I would say contralto, but that works



> Lyanna Mormont: Soubrette


maybe more of a mezzo soubrette like Bartoli



> Walder Frey: Tenor


bass!



> Edmure Tully: lyric tenor
> Brynden "Blackfish" Tully: Dramatic Baritone


yes



> Bronn: Tenor


I'd say baritone


----------



## Woodduck (Mar 17, 2014)

Barbebleu said:


> Really? But clearly you have a computer and internet access so theoretically you could watch GoT if you had the time and the inclination?

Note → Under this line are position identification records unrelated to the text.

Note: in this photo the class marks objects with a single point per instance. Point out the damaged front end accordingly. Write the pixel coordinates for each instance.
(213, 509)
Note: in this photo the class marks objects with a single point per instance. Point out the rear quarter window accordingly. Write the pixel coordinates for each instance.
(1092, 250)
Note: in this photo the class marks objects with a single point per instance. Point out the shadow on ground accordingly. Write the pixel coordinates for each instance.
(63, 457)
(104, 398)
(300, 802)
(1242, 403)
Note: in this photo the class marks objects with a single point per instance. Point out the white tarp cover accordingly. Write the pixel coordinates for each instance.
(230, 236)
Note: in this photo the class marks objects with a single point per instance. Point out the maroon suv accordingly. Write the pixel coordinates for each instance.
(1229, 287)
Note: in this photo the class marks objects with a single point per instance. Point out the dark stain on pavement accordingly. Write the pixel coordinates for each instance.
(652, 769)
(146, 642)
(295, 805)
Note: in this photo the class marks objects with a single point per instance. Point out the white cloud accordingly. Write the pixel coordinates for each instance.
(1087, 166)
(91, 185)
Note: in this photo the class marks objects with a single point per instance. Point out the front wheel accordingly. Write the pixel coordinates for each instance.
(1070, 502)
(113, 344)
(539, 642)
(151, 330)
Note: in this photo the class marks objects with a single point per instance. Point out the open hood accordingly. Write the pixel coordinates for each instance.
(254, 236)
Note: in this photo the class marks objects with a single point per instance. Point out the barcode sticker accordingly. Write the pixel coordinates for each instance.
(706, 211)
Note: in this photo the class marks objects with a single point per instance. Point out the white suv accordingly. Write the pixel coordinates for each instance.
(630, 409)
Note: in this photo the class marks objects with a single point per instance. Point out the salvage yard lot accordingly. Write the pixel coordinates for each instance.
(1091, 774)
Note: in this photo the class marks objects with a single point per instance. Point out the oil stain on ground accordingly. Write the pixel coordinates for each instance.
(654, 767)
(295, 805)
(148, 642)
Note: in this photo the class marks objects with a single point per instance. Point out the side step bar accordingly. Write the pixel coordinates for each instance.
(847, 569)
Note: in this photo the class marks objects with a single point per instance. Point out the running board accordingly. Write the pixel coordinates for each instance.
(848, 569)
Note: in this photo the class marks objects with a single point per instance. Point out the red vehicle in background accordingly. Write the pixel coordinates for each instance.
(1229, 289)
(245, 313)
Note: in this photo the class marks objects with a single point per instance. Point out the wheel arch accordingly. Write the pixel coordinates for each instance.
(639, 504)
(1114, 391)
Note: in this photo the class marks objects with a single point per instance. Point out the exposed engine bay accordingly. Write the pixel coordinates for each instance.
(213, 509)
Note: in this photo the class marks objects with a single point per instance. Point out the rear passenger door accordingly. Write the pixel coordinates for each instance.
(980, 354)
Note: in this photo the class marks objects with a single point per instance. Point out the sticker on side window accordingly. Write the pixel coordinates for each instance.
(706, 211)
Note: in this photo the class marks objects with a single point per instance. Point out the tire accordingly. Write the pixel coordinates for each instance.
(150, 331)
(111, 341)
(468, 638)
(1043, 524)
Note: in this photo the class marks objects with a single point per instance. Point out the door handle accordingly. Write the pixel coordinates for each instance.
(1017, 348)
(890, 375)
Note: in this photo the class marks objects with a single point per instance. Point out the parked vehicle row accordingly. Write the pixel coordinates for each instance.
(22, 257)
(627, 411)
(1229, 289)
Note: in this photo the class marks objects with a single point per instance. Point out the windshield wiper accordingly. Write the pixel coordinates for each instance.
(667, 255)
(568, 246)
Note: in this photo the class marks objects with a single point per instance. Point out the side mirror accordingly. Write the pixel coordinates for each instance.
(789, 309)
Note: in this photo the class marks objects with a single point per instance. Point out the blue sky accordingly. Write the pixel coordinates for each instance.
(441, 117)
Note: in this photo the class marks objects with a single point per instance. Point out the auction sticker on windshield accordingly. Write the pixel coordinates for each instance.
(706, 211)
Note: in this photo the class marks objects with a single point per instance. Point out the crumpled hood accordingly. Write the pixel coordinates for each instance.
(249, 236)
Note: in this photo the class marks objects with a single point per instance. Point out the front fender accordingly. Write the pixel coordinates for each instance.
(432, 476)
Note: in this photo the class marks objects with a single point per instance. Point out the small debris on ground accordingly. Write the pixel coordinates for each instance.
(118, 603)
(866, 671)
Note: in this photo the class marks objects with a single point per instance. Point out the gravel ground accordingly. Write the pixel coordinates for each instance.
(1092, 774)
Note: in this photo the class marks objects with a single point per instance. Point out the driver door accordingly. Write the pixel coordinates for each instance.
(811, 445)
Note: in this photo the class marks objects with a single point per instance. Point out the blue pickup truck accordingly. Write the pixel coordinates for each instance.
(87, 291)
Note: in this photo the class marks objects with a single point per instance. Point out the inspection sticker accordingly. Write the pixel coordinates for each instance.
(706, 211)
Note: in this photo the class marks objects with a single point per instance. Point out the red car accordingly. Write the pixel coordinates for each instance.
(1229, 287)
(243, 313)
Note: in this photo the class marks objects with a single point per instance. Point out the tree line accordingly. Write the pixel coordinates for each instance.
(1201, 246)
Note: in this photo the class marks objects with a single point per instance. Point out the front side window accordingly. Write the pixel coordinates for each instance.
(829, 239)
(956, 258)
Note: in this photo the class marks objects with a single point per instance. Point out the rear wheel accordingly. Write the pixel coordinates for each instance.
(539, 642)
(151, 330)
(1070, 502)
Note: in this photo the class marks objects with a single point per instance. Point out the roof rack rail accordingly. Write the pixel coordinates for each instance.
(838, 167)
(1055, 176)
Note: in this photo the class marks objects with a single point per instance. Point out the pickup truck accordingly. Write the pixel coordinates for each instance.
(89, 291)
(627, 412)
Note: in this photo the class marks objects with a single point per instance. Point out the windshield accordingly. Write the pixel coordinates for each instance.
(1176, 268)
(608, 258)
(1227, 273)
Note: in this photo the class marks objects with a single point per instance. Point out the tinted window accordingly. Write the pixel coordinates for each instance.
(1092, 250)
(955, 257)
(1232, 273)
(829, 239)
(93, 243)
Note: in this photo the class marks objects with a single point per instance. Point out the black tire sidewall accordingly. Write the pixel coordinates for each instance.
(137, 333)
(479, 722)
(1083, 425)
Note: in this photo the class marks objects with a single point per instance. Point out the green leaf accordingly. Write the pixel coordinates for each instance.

First I'd have to learn what that is. Please don't tell me. I'm a simple man.

Rocks do have WiFi now.


----------



## Barbebleu (May 17, 2015)

Woodduck said:


> First I'd have to learn what that is. Please don't tell me. I'm a simple man.
> 
> Rocks do have WiFi now.


Learn what what is, my good Woodduck?


----------



## BalalaikaBoy (Sep 25, 2014)

Barbebleu said:


> Learn what what is, my good Woodduck?


^this. DO IT!


----------



## Pugg (Aug 8, 2014)

Woodduck said:


> First I'd have to learn what that is. Please don't tell me. I'm a simple man.
> 
> Rocks do have WiFi now.


Sometimes ignorance is a bliss.


----------



## BalalaikaBoy (Sep 25, 2014)

Pugg said:


> Sometimes ignorance is a bliss.


And sometimes it isn't...like with Game of Thrones


----------



## Tuoksu (Sep 3, 2015)

BalalaikaBoy said:


> eh, I see a more youthful voice being better for Dany


It's just that Dragons and being such princess-warrior somehow make me think of Wagner. But yes, considering Dany is so young (especially in the books) a younger voice would do as well.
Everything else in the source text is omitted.